CLASSIFICAÇÃO Grão de soja avariado não interfere na engorda de animais, diz Aprosoja

Foto: Pedro Silvestre/Canal Rural

Porto Velho, RO - O padrão oficial de classificação da soja e seus subprodutos segue em discussão, conforme disposto na Portaria nº 532/2022, da Secretaria de Defesa Agropecuária do Ministério da Agricultura, Pecuária e Abastecimento (Mapa).
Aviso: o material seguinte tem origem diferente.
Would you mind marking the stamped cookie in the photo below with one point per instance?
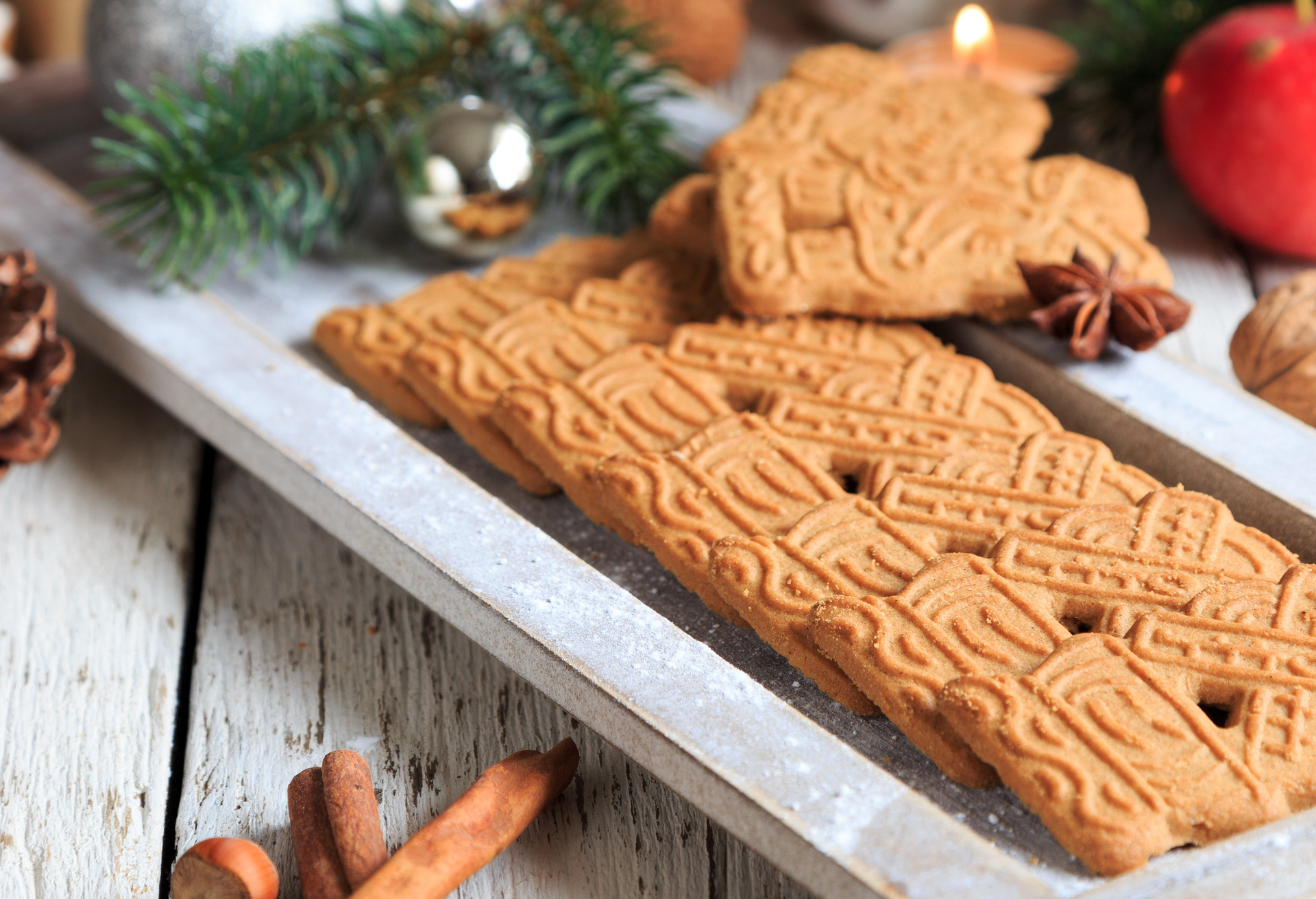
(461, 377)
(757, 357)
(602, 256)
(891, 237)
(735, 477)
(1095, 569)
(868, 426)
(1107, 741)
(846, 100)
(842, 548)
(683, 216)
(369, 343)
(635, 400)
(652, 400)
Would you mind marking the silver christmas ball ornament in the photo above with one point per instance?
(473, 194)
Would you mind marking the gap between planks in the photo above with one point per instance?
(304, 648)
(94, 545)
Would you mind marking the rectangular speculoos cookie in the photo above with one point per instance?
(846, 101)
(1095, 569)
(892, 237)
(1108, 743)
(683, 216)
(868, 424)
(369, 343)
(635, 400)
(862, 550)
(653, 400)
(461, 377)
(735, 477)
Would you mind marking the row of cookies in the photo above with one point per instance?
(901, 527)
(443, 353)
(855, 190)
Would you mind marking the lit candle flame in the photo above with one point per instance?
(973, 37)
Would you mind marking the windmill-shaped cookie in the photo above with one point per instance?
(1108, 743)
(645, 399)
(852, 548)
(892, 237)
(1003, 615)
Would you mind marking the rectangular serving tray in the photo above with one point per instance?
(841, 803)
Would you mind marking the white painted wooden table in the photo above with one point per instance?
(177, 643)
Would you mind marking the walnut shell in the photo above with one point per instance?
(1274, 349)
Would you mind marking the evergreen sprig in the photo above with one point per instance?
(1111, 106)
(280, 147)
(579, 82)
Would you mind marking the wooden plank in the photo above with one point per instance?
(94, 548)
(304, 648)
(1208, 271)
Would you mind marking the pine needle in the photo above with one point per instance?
(280, 148)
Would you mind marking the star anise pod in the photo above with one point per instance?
(1090, 306)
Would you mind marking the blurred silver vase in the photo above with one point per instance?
(474, 193)
(877, 21)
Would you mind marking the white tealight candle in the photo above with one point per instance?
(1021, 58)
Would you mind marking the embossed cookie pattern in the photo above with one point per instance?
(369, 343)
(869, 426)
(848, 100)
(635, 400)
(736, 477)
(1107, 743)
(891, 237)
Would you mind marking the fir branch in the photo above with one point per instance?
(282, 144)
(585, 81)
(1111, 106)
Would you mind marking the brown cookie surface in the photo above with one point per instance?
(369, 343)
(848, 100)
(1108, 743)
(462, 377)
(635, 400)
(892, 237)
(683, 216)
(1095, 569)
(735, 477)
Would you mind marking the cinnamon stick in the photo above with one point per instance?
(353, 815)
(477, 827)
(313, 839)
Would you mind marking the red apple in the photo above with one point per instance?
(1239, 116)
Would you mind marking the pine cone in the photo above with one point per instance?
(34, 362)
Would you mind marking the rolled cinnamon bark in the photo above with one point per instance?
(477, 827)
(319, 866)
(353, 815)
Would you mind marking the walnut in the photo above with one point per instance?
(1274, 349)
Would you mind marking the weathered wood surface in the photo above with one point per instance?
(304, 648)
(94, 553)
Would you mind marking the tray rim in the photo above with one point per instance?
(216, 371)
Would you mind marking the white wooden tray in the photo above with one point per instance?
(844, 804)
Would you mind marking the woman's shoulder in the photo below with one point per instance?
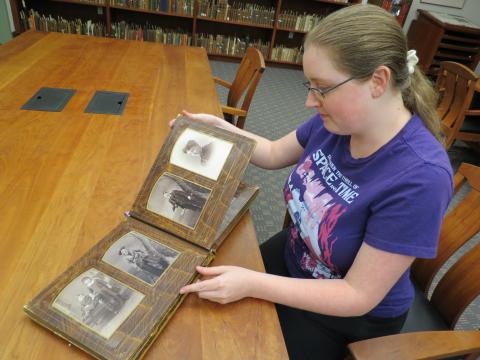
(424, 147)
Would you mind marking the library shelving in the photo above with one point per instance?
(224, 27)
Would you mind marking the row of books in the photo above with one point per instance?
(237, 11)
(213, 43)
(127, 31)
(295, 21)
(96, 2)
(180, 7)
(35, 21)
(230, 45)
(283, 53)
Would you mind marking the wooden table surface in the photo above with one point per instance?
(66, 178)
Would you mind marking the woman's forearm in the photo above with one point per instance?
(325, 296)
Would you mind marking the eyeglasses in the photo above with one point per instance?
(324, 91)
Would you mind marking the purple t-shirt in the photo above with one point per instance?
(394, 200)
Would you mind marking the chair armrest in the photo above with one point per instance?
(222, 82)
(417, 345)
(233, 111)
(473, 112)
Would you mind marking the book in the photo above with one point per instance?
(114, 301)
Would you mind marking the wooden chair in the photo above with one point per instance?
(428, 331)
(245, 82)
(456, 84)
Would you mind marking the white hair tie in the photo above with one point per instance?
(412, 60)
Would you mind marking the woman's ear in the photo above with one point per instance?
(379, 81)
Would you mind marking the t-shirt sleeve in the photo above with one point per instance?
(407, 218)
(304, 131)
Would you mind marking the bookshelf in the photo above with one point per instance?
(441, 37)
(224, 27)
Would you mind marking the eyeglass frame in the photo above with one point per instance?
(323, 92)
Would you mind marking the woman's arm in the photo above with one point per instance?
(268, 154)
(372, 275)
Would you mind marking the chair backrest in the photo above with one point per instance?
(461, 284)
(456, 84)
(246, 80)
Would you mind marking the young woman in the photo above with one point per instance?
(367, 196)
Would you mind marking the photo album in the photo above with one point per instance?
(115, 300)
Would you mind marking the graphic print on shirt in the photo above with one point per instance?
(315, 212)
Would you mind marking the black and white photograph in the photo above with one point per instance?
(178, 199)
(97, 301)
(140, 256)
(200, 153)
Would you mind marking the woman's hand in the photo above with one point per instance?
(223, 284)
(204, 118)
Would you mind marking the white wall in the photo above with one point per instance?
(470, 11)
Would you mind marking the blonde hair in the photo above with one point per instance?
(360, 38)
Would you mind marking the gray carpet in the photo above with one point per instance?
(278, 108)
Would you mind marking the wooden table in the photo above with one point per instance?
(66, 178)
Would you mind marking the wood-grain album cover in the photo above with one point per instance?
(115, 300)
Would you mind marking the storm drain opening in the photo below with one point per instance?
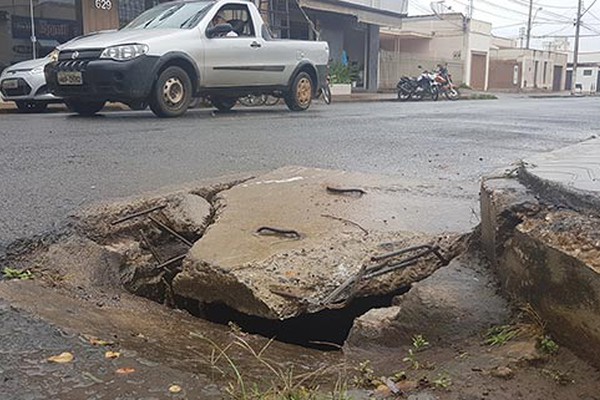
(153, 239)
(325, 330)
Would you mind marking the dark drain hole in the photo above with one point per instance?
(324, 330)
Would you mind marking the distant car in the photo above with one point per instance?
(220, 50)
(25, 84)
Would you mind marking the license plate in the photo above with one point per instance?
(70, 78)
(10, 84)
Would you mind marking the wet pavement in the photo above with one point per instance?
(52, 164)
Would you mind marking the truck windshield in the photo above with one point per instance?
(169, 15)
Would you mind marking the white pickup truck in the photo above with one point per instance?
(219, 49)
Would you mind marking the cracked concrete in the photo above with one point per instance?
(279, 277)
(542, 236)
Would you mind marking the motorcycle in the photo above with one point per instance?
(445, 85)
(418, 88)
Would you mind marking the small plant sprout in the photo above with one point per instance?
(500, 335)
(419, 343)
(548, 346)
(11, 273)
(443, 381)
(412, 360)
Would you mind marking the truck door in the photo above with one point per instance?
(234, 60)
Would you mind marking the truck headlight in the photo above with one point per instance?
(124, 52)
(53, 55)
(37, 70)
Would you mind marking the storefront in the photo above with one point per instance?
(57, 21)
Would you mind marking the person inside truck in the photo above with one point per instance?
(220, 20)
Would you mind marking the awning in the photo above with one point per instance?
(364, 14)
(402, 34)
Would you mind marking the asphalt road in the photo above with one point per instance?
(52, 164)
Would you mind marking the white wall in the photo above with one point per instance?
(588, 82)
(397, 6)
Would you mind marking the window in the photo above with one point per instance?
(239, 18)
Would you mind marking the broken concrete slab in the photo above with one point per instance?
(189, 213)
(330, 232)
(454, 303)
(541, 236)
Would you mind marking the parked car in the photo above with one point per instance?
(25, 84)
(220, 50)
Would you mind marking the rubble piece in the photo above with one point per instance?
(276, 231)
(541, 235)
(569, 176)
(454, 303)
(78, 262)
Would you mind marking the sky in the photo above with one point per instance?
(554, 19)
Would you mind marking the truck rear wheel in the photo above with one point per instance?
(172, 93)
(300, 95)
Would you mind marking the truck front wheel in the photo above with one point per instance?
(300, 95)
(172, 93)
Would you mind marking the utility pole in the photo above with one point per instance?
(33, 38)
(576, 51)
(529, 23)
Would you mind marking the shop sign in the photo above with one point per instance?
(60, 30)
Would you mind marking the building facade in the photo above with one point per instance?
(452, 39)
(518, 69)
(588, 73)
(351, 28)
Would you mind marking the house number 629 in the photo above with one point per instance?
(103, 4)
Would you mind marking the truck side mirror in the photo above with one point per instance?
(219, 30)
Para o presidente da Associação Brasileira dos Produtores de Soja e Milho (Aprosoja Brasil), Antônio Galvan, a oleaginosa atualmente é avaliada por sua aparência física, mas isso apenas faz sentido para o grão que é comercializado em supermercados e precisa da estética como um atributo para atrair clientes, como acontece com o feijão e outros itens.

“Mas estamos falando de um produto que vai para a indústria. De que forma se vai querer classificar um produto que vai ser esmagado, que perde totalmente sua característica e é transformado em farelo, de onde vai sair a proteína, assim como no óleo?”, questiona.Nova classificação de soja deve ressarcir produtor por grãos ardidos, diz comissão da CNA

Segundo ele, nunca se fez oficialmente um trabalho que avaliasse as propriedades tanto do grão que tem o aspecto físico perfeito quanto do que começa a apresentar avarias por conta do excesso de umidade ou de seca. “Está se classificando um grão, e isso foi instituído há muitos anos e pelas próprias empresas, pelo que a gente tem de conhecimento, pelo aspecto físico e não pelo que ele tem internamente, ou seja, teor de proteína e de óleo”, adverte.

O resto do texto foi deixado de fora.